En outre, Burgess consacra beaucoup de temps à l’avancement de la psychiatrie comme spécialité médicale. En 1893, il donna une série de conférences sur les maladies mentales à la McGill University, où il deviendrait professeur titulaire en 1899. Il entreprit également quelques recherches sur les maladies mentales avec l’assistance du docteur Macphail et de ses assistants, notamment, en 1895, une étude expérimentale sur le traitement de la déficience mentale par des extraits thyroïdiens. En 1901, il chercherait à établir un lien entre l’épilepsie et la glycosurie. Ces recherches n’aboutiraient cependant pas à des résultats concluants. En 1896, il créa par ailleurs une école de formation des infirmières à l’asile de Verdun ; il y enseigna également, tout comme le reste du personnel médical de l’établissement. La même année, il fut le secrétaire honoraire d’une section (consacrée aux maladies nerveuses et mentales et à la jurisprudence médicale) d’un congrès médical panaméricain tenu à Mexico. En 1898, afin de favoriser l’avancement de leur spécialité, une vingtaine d’aliénistes de la province de Québec se regroupèrent au sein d’une association, la Société médico-psychologique de Québec. Après avoir été le premier vice-président de l’association, Burgess en devint le président en 1899. Très à l’aise avec ses confrères francophones, dont il maîtrisait la langue, il les encouragea à tisser des liens avec les autres aliénistes du continent.

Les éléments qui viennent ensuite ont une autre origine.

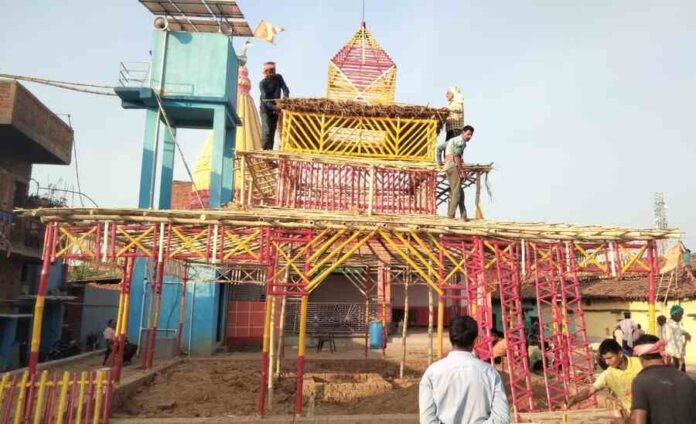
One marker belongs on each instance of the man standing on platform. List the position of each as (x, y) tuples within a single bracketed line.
[(454, 121), (676, 338), (271, 86), (454, 168)]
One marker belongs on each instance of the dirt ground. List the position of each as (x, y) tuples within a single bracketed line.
[(229, 387)]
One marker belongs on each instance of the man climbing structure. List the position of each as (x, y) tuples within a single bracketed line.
[(271, 87), (454, 168)]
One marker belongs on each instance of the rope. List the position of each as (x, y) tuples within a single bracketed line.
[(178, 147), (63, 84), (77, 168)]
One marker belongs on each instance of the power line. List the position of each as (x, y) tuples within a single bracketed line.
[(74, 86), (39, 188)]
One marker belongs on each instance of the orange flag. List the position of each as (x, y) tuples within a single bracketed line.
[(266, 31)]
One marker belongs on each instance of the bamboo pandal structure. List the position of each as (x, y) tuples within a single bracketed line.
[(299, 248), (284, 218)]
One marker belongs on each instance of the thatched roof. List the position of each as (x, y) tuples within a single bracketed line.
[(615, 289), (352, 108)]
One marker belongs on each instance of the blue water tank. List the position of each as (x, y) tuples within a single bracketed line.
[(376, 334)]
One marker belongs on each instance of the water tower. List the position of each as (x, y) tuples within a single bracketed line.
[(190, 82)]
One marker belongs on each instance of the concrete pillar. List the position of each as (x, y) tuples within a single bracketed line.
[(168, 154)]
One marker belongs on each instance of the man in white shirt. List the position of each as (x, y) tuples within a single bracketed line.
[(676, 337), (628, 326), (454, 169), (459, 388), (109, 335)]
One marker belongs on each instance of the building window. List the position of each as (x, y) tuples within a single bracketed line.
[(20, 197)]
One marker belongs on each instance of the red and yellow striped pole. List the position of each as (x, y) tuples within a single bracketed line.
[(652, 262), (300, 355), (122, 320), (49, 235), (159, 283), (440, 326), (268, 254)]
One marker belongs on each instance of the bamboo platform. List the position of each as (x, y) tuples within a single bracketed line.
[(289, 218)]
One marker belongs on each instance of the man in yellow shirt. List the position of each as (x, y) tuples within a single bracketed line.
[(618, 377)]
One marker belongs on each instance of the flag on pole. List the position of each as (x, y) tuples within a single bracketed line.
[(266, 31)]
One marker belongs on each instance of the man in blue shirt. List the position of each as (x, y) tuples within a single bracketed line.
[(272, 86), (454, 168), (460, 388)]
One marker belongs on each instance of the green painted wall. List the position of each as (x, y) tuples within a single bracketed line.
[(197, 64)]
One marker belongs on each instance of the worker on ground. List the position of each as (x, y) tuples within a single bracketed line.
[(461, 388), (618, 335), (109, 334), (676, 338), (661, 321), (272, 86), (628, 326), (618, 377), (637, 333), (454, 168), (454, 121), (499, 346), (661, 394)]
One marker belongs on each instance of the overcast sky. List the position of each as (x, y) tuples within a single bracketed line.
[(586, 108)]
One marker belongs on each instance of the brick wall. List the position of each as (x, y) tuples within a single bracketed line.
[(10, 281)]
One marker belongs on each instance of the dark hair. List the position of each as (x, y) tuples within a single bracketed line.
[(609, 346), (648, 339), (463, 332)]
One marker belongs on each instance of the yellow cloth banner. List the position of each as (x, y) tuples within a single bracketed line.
[(266, 31), (673, 256)]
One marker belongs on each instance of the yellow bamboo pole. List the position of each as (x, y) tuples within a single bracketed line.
[(405, 327), (19, 406), (271, 353), (81, 396), (300, 354), (38, 408), (281, 336), (63, 399), (98, 398), (440, 326), (319, 278), (260, 405)]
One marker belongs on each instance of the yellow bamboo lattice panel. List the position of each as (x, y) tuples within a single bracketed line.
[(380, 91), (408, 139)]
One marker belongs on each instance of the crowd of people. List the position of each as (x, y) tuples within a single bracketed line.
[(449, 152), (644, 373)]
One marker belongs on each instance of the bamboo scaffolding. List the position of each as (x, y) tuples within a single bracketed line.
[(357, 162), (430, 326), (288, 218)]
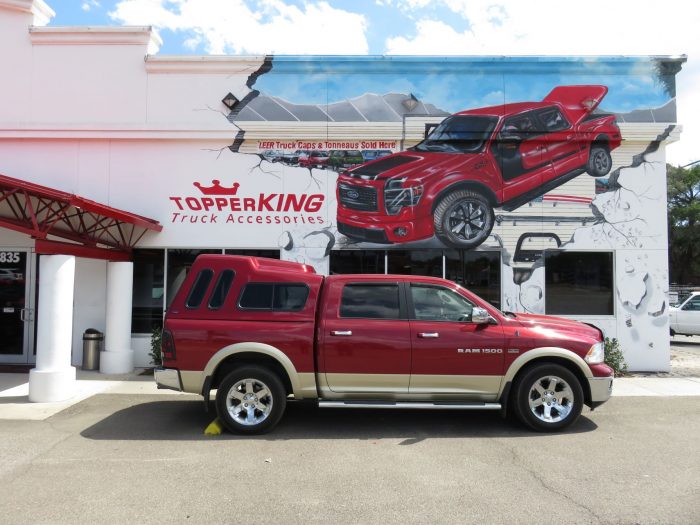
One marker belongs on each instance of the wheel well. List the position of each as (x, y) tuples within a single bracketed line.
[(562, 361), (250, 358), (467, 185), (602, 140)]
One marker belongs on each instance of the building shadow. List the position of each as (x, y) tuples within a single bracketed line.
[(186, 420)]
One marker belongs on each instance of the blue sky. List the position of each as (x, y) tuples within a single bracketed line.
[(454, 85), (434, 27)]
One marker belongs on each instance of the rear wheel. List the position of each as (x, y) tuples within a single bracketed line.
[(250, 400), (548, 398), (463, 219), (599, 161)]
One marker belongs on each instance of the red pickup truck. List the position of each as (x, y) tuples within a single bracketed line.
[(474, 161), (262, 332)]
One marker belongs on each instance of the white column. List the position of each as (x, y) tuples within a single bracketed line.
[(53, 379), (118, 356)]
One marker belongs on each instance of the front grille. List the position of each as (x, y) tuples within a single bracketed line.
[(363, 234), (357, 197)]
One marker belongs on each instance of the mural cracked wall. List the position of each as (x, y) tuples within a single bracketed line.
[(518, 155)]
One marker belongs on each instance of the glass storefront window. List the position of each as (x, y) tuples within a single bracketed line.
[(356, 261), (415, 262), (579, 283), (147, 297), (478, 272), (270, 254)]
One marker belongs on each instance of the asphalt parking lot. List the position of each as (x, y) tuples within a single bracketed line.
[(116, 458)]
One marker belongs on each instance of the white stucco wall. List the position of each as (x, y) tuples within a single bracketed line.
[(93, 112)]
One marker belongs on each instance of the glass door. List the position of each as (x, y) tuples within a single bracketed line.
[(16, 307)]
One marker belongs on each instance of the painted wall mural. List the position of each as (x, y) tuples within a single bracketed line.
[(523, 156)]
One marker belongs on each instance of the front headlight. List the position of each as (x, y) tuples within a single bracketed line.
[(596, 354), (397, 197)]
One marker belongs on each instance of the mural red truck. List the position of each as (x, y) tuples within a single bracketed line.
[(262, 332), (474, 161)]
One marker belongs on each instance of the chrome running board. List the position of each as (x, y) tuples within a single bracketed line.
[(410, 404)]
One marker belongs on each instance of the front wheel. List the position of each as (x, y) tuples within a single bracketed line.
[(548, 398), (250, 400), (463, 219), (599, 161)]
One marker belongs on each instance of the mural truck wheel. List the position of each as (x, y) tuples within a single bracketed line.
[(599, 161), (463, 219)]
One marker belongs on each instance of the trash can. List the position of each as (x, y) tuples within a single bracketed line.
[(92, 344)]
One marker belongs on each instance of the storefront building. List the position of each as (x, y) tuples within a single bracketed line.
[(541, 184)]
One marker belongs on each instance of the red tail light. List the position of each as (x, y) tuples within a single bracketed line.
[(168, 346)]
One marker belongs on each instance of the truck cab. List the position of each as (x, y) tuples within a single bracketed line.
[(264, 332)]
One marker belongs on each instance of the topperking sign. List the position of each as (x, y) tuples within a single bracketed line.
[(218, 204)]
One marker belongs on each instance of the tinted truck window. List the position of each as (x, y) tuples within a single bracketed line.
[(370, 301), (274, 296), (199, 288)]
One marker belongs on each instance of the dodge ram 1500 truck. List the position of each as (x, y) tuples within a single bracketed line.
[(262, 332)]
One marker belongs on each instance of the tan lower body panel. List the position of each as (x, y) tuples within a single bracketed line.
[(406, 387), (307, 386), (380, 383), (192, 381), (453, 384)]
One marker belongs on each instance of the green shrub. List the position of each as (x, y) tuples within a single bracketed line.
[(156, 339), (614, 357)]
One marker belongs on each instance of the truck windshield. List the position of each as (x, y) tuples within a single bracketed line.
[(459, 134)]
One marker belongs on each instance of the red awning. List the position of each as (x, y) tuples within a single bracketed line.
[(93, 229)]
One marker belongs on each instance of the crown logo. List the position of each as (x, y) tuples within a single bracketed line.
[(217, 189)]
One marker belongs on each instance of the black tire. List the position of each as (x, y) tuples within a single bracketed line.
[(599, 161), (562, 398), (466, 209), (228, 402)]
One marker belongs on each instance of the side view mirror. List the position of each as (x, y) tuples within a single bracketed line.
[(480, 316), (510, 138)]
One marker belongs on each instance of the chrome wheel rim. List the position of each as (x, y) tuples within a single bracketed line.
[(601, 161), (551, 399), (249, 402), (467, 220)]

En juin 1902, il prit en charge l’organisation du congrès de l’American Medico-Psychological Association tenu à Montréal. En 1904–1905, il fut d’ailleurs le troisième Canadien – après Daniel Clark* en 1891–1892 (l’association se nommait alors Association of Medical Superintendents of American Institutions for the Insane) et Bucke en 1897–1898 – à occuper la présidence de cette société, ancêtre de l’actuelle American Psychiatric Association. Enfin, en 1918, il fit partie du Canadian National Committee for Mental Hygiene ; ce comité avait pour objectifs le dépistage des diverses populations présentant des risques élevés de maladie mentale, l’organisation de recherches sur le fonctionnement du cerveau et du système nerveux, ainsi que la tenue de campagnes d’information publique sur l’aliénation mentale et sur les moyens de l’éviter.
Burgess a aussi le mérite d’avoir été la première personne à se consacrer à l’histoire des établissements psychiatriques au Canada. En 1898, il prononça en effet une conférence sur ce sujet à la Société royale du Canada, puis, en 1913, l’American Medico-Psychological Association le chargea de la rédaction de la partie canadienne d’un ouvrage paru à Baltimore, au Maryland, en 1916 et 1917, et intitulé The institutional care of the insane in the United States and Canada.
Burgess participa activement à de nombreuses sociétés savantes, tant canadiennes qu’étrangères. En 1885, il devint membre de la Société royale du Canada et, en 1886, de l’American Association for the Advancement of Science, lieux de discussion dont il profita pour faire connaître ses travaux sur la flore canadienne. Déjà, au début des années 1880, Burgess collaborait régulièrement à la revue américaine Botanical Gazette en y décrivant les plantes rares qu’il avait découvertes au cours de ses excursions, en compagnie du botaniste John Macoun*, dans le Sud de l’Ontario et en Nouvelle-Écosse. Dans le cinquième volume du Catalogue of Canadian plants de Macoun, Burgess est d’ailleurs l’auteur des sections sur les fougères. Il participa également aux réunions de la Canadian Medical Association et de la British Association for the Advancement of Science.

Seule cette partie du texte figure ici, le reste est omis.